¿Qué significa querer tener una mujer presidenta? Este es uno de los debates que nos ha traído la semana pasada.
No lo digo porque crea que Mercedes Araoz, efectivamente, haya ocupado ese cargo. Lo digo, más bien, porque fue una discusión que tuvieron en las redes quienes pensaban que esto había sucedido: mientras algunos celebraban tener una mujer presidenta, otros problematizaban que esto fuese automáticamente una causa de júbilo.
¿Qué es lo que decimos cuando manifestamos querer que haya una mujer presidenta? ¿Es un deseo que se agota en ver a una mujer poniéndose la banda presidencial?
Creo que querer una mujer presidenta implica desear vivir en un país en donde el género ya no sea un obstáculo en la carrera política. Esto requiere, entre otras cosas, que ni los partidos ni los financistas ni los electores carguen con estereotipos de género; algo que, en un país donde el 43% de los limeños se considera al menos algo machista (Ipsos, 2017), parece todavía lejano.

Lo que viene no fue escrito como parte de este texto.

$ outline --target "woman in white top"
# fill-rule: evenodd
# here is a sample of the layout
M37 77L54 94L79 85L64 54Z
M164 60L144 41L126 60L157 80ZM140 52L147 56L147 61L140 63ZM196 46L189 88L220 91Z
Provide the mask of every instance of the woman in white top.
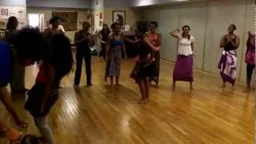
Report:
M177 81L189 82L190 90L193 89L193 50L194 38L190 34L190 27L182 26L182 34L178 29L170 34L178 38L178 58L173 75L173 87L175 88Z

Aunque en un contexto y con particularidades diferentes, la importancia de lo anterior se está haciendo visible en la campaña electoral estadounidense (país que tampoco ha tenido una presidenta mujer en toda su historia). La prensa internacional está tratando de poner luces sobre cómo los estereotipos de género pueden estar jugando un papel en la elección del candidato demócrata, puesto para el que hay varias precandidatas mujeres. La periodista del “New York Times” Maggie Astor ha publicado un artículo que precisamente explora el tema (“‘A Woman, Just Not That Woman’: How Sexism Plays Out on the Trail”). Astor sostiene que aunque pocos electores dicen que dudarían en votar por una mujer presidenta “la reticencia hacia votar por candidatas femeninas es aparente en el lenguaje que los votantes usan frecuentemente para describir a los hombres y las mujeres que postulan a cargos públicos; las cualidades que dicen que buscan los electores; y las fallas percibidas que los electores dicen que están dispuestos o no a dejar de lado”.
La periodista menciona, entre otras cosas, lo que llama ‘la trampa de ser simpático’ (‘the likability trap’): “Una de las cualidades más amorfas por la que se juzga a los candidatos es el ser simpático, algo que también está profundamente influenciado por los sesgos de género, dicen los investigadores. Los electores también buscan esto en los hombres –considérense las preguntas del tipo ‘con quién preferirías tomarte una cerveza’ en las campañas– pero las investigaciones demuestran que solo en las mujeres esta cuestión se considera no negociable”. Otra arista del problema radica en que “las cualidades que los electores tienden a esperar de los políticos –como la fuerza, la dureza y el valor– están popularmente asociadas con la masculinidad” (en el Perú, dicho sea de paso, una encuesta hecha en el 2010 por Ipsos reveló que un 15% de peruanos creía que el próximo presidente debería tener mano dura. Vale la pena pensar en las implicancias del género tras esta estadística...).
Dicho esto, existe también un segundo punto en juego cuando hablamos del deseo de tener una presidenta mujer: el de vernos representadas. Y vernos representadas no implica solamente ver a una persona de nuestro género ciñéndose una banda presidencial. Implica ver a alguien que busque llevar adelante la causa de las mujeres, entendida esta desde una visión integral y, por ello, relacionada a temas como el acceso a la educación, la discriminación, la pobreza, etc.
Lo anterior se relaciona con un último aspecto importante: incluso si una candidata tiene una agenda en la que busca representar a las mujeres, esta no necesariamente será una candidata que queramos elegir. Ello dependerá de otros factores, como lo que cada uno crea acerca de la viabilidad de sus propuestas, sus prioridades, su lectura de los problemas y su ideología.
Por ello, entonces, la cuestión de la importancia de una presidenta mujer no se agota en el género de quien lleve la banda. Tampoco en tener una o dos candidatas fuertes, ni eventualmente una presidenta.